Крина пренебрежительно махнула рукой. Она случайно размазала кровь по странице лежащей перед ней книги. Воротник ее рубашки слегка приоткрылся, как раз достаточно, чтобы на свету показались передние ноги ее татуировки жука.
– Конкретика не важна. Я часто принимаю ванны, чтобы запах не становился заметным. Ты научил меня курить, но у меня не хватает на это сил.
Ее желудок, о котором шла речь, словно шар, наполненный ядом, раскачивался от ее слов и грозил разорваться. Все вокруг пахло болезнью и гноем. Крина с заплетенными в косу волосами и идеальным макияжем, и сочащимися жидкостью из ее раковины. Жук на ее груди казался более подходящим, чем когда-либо прежде.

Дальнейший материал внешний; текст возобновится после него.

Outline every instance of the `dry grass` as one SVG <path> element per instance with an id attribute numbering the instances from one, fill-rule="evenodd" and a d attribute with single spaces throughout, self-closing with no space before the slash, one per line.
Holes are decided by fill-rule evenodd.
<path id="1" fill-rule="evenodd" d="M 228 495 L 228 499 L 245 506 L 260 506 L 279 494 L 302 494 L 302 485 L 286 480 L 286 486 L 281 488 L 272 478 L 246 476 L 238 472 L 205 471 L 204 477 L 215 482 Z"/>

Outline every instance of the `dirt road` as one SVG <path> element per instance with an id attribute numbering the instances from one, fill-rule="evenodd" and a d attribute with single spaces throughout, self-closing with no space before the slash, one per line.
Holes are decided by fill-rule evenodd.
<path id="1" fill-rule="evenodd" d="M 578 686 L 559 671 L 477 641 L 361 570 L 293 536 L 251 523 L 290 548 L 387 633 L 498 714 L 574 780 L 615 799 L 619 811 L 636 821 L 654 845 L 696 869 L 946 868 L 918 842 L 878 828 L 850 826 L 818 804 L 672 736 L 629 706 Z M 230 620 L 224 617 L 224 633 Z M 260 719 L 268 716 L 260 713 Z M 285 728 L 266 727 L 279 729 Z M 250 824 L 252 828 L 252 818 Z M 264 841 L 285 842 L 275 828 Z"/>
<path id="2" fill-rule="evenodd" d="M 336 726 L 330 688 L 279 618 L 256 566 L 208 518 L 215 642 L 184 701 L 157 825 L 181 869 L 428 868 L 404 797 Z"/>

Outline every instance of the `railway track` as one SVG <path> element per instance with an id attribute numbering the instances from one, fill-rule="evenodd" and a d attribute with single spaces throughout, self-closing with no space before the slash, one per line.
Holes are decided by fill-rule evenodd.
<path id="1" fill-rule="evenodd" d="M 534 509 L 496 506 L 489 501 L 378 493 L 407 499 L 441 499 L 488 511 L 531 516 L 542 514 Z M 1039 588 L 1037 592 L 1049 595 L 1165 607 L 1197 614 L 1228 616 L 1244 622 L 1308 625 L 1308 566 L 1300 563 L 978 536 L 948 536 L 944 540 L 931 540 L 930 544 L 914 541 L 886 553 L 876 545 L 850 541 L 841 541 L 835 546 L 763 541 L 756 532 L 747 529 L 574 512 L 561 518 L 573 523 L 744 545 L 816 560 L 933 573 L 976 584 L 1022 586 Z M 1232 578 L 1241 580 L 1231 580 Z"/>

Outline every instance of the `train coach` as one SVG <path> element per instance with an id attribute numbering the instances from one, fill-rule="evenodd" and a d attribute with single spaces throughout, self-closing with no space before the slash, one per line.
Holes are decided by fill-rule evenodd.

– Ты отвратительна, – с благоговением произнес Том. Он сделал шаг вперед, неуверенный в своих движениях. Крина улыбнулась ему, поощряя его приближение. Она убрала книгу с опасной территории, а затем принялась зачерпывать свои внутренности обратно в нужное место.
– Ты сама себя вивисекировала, – сообразил Том. Это имело смысл – ее отличное знание анатомии. Ее не беспокоило смятение из-за беспорядка и болезни.
– Нет никакой внутренней работы тела, которую бы я не исследовала, – легко подтвердила Крина. Что-то прокисшее, как изюмина, вернулось на свое место. Том гадал, что это-яичники или сморщенная почка. – Я узнала все, что есть в человеческой форме, поэтому вместо этого я обратила свой взгляд на разум.
Ее кожа сплелась воедино через переплетение сосудов и кожи. Молния с органическими зубцами, запирающаяся в извивающийся узел выпуклого белого шрама. Крина оставила рубашку расстегнутой – дразнящее напоминание о том, какие ужасы существуют под ее плотью.
Том тяжело вздохнул, собираясь с мыслями. Его пальцы дергались, паранойя жужжала, как злобные шершни в его венах.
– Ты превратила себя в труп, чтобы исследовать разум?
– Это звучит иррационально, – сказала она. – Я превратила свою жизнь в единую авантюру концепции разума и души. Есть мало вещей, которые были бы мне непонятны.
Том Риддл сказал:
– Потому что твой отец задушил твою мать на твоих глазах, и ты потратила свою жизнь, пытаясь понять почему.
Крина Димитриу застыла. Том тонко улыбнулся и уточнил:
– Твой первый пациент, Дэвид. Он был магглом, а твоя мать Мария – ведьмой. По неизвестным причинам, когда тебе было одиннадцать, твой отец убил твою мать и позволил посадить себя в тюрьму. Ты закончила свое образование в Дурмстранге, а затем нырнула в маггловскую медицину разума в надежде побеседовать со своим отцом и узнать почему. Как только он пообещал тебе ответ, то повесился в своей камере.
Том почувствовал, как победное ликование вливается в его слова, превращая их в самодовольную, наводящую на размышления интонацию.